Chapitre 9 - Paris

7 novembre

Deux jours plus tôt, Peter avait quitté Berlin, Carl et toute l'équipe. Le soir du dernier concert, après s'être persuadé d'avoir halluciné les moments passés avec Carl, il était retourné à la salle de concert pour récupérer ses chiens. Il y avait croisé John et Gary, inquiets de le retrouver seul et confus alors que, la dernière fois qu'ils avaient eu de ses nouvelles, il avait disparu en compagnie de Carl après un concert exceptionnel. Interprétant un rôle qu'il avait appris à perfectionner au fil des ans, il était parvenu à les rassurer et à leur fausser compagnie facilement. Il avait ensuite réservé un vol pour Paris et attendu l'heure de partir pour l'aéroport dans un bar proche de son hôtel. Vers 5 h, il était retourné dans sa chambre, avait récupéré sa valise et s'était envolé sans un regard en arrière.

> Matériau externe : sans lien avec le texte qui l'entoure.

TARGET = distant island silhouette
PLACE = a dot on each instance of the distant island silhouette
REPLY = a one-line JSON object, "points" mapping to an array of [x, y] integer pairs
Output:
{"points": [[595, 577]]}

Ce soir, assis à même le sol dans son appartement de location à deux pas de la place de l'Opéra à Paris, il termine de noter quelques pensées confuses dans le carnet qui ne le quitte pas. Il y est question de Carl, de sexe et de cocaïne. Comme pas loin de 100 pour 100 des délires qu'il parvient à produire depuis 48 heures. Hors de lui alors qu'il rature un énième dessin, reflet de son obsession pour l'homme qui porte, tatoué au biceps droit, le nom de leur groupe, il entend l'un de ses chiens gémir en grattant la porte d'entrée. Relevant le nez de ses gribouillis, il croise le regard de l'animal et, dans un soupir, referme le carnet.
— Bon, bon, j'ai compris.
Trois minutes plus tard, il se retrouve à attendre dans la rue, emmitouflé dans une veste épaisse mais laide lui tombant presque aux genoux, un bonnet de laine enfoncé jusqu'aux oreilles et ses deux chiens en laisse reniflant avec intérêt un lampadaire à moitié rouillé. Une fois les canidés délestés de leurs crottes respectives, Pete s'éloigne en leur compagnie en direction d'un petit parc repéré le soir précédent. Tout juste éclairé par les luminaires de la route, l'endroit n'est, à priori, pas très accueillant. À quelques vingt mètres de lui, Peter repère un homme qui le traverse au pas de course. Casque sur les oreilles, baskets blanches aux pieds et petits nuages de vapeur s'échappant de ses lèvres à chaque expiration, le sportif n'est pas celui qu'il attend. Inconsciemment pourtant, il le suit du regard, hypnotisé malgré lui par le bruit régulier des graviers sous ses semelles. Alors que l'homme dépasse un gros hêtre sans feuilles et qu'il entame les derniers mètres qui le sépare de la rue, Pete le lâche soudain des yeux. Sous l'arbre, au-dessous d'un nuage de fumée tendant à se disperser au grès du vent, il vient de trouver celui qu'il espérait voir. Sans se presser, s'arrêtant dés que l'un des chiens souhaite renifler une odeur inconnue, il s'approche de l'inconnu rencontré la veille.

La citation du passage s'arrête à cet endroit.